Minimum dataset: 500k+ triplets (with mined hard negatives) for a competitive SPLADE; 50k+ triplets for domain adaptation on existing SPLADE.

Cross-cutting tips

  • Non-English retrieval starting points (when language tag returns 0 results): check intfloat/multilingual_e5_train_data for parallel pair data; MIRACL via the sentence-transformers/miracl mirror for multilingual retrieval; mMARCO via unicamp-dl/mmarco (14 languages, parquet-backed).
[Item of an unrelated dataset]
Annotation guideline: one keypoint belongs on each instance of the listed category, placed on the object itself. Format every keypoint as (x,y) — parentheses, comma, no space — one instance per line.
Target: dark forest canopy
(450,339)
  • Avoid script-based dataset loaders. datasets >= 4 rejects them with RuntimeError: Dataset scripts are no longer supported. Look for parquet-backed mirrors (e.g. sentence-transformers/miracl instead of miracl/miracl).
  • hf datasets sql requires DuckDB (pip install duckdb). Without it, fall back to python -c "from datasets import load_dataset; ds = load_dataset('<id>', ...); print(ds.column_names, ds[0])".